A very very long story made short: Spark plug wires #1 and #4 were reversed on the distributor cap, therefore it wasn't igniting the gas anywhere near the appropriate time. This also explained why I couldn't time the ignition off of cylinder #1, because the rotor wasn't anywhere close to where it should be, screwing up everything. I got so frustrated because I could never figure it out.
I finally realized the problem after I sat back, and decided to start from the very beginning. "Okay" I said to myself, "let's start with the firing order." Sure enough, my firing order was 1-8-6-3-7-2-4-5 while the manual (and everybody I've ever met) said it was supposed to be 1-5-4-8-6-3-7-2. I then decided to be absolutely sure that my order was messed up by checking the location of each piston every quarter of a turn of the crankshaft beginning with TDC on #1. I confirmed that it was correct, and that I wasn't imagining things (as it was getting pretty late). I swapped #1 wire with #4, turned the key, and after properly timing the ignition and tuning up the carb, I was off to the road for testing.

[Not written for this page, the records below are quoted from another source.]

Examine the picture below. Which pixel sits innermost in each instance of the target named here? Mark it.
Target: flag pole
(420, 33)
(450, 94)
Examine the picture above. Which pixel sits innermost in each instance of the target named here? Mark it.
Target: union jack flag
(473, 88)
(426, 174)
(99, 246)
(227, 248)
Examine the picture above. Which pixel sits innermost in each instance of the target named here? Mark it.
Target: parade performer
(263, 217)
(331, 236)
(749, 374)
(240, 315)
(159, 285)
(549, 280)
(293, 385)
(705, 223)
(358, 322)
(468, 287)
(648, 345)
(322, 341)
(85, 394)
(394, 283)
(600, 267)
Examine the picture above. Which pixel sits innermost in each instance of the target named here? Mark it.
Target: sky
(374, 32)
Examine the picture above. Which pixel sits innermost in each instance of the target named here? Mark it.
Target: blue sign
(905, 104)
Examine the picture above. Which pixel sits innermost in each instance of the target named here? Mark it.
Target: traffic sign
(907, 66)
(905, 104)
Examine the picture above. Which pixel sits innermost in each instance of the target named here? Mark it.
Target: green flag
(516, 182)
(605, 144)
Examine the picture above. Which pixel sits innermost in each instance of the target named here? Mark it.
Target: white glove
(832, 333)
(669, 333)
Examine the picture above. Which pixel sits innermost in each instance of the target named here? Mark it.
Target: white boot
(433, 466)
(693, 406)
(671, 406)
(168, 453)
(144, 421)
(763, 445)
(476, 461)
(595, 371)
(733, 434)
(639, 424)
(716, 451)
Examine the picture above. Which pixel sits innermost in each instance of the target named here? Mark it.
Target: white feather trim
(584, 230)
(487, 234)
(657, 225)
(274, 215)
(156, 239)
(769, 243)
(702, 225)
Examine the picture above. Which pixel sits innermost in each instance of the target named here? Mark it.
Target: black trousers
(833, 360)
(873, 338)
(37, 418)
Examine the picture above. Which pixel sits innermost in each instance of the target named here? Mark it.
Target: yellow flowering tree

All I can say is HELL YEAH! The truck is a LOT more "punchy" and accelerates a hell of a ton faster. I was shocked at how much of a difference 2 cylinders made. Now they were being dragged along by the engine, but were instead contributing to cranking over that crankshaft. The engine sounded loads better, and I had ZERO issues with backfiring or popping/clicking through the carb. The truck can really bolt off the line now, and it is also quite a noticable bit faster, as compared to previously, where the engine (with the help of a LOT of gas) could barely get the truck rolling.
Goes to show how much engine maintenance and understanding can really pay off. Two cylinders really makes the difference.
Let me just say that I am one happy camper right now. The truck starts quicker, idles smoother, revs faster, and doesn't make any problem noises!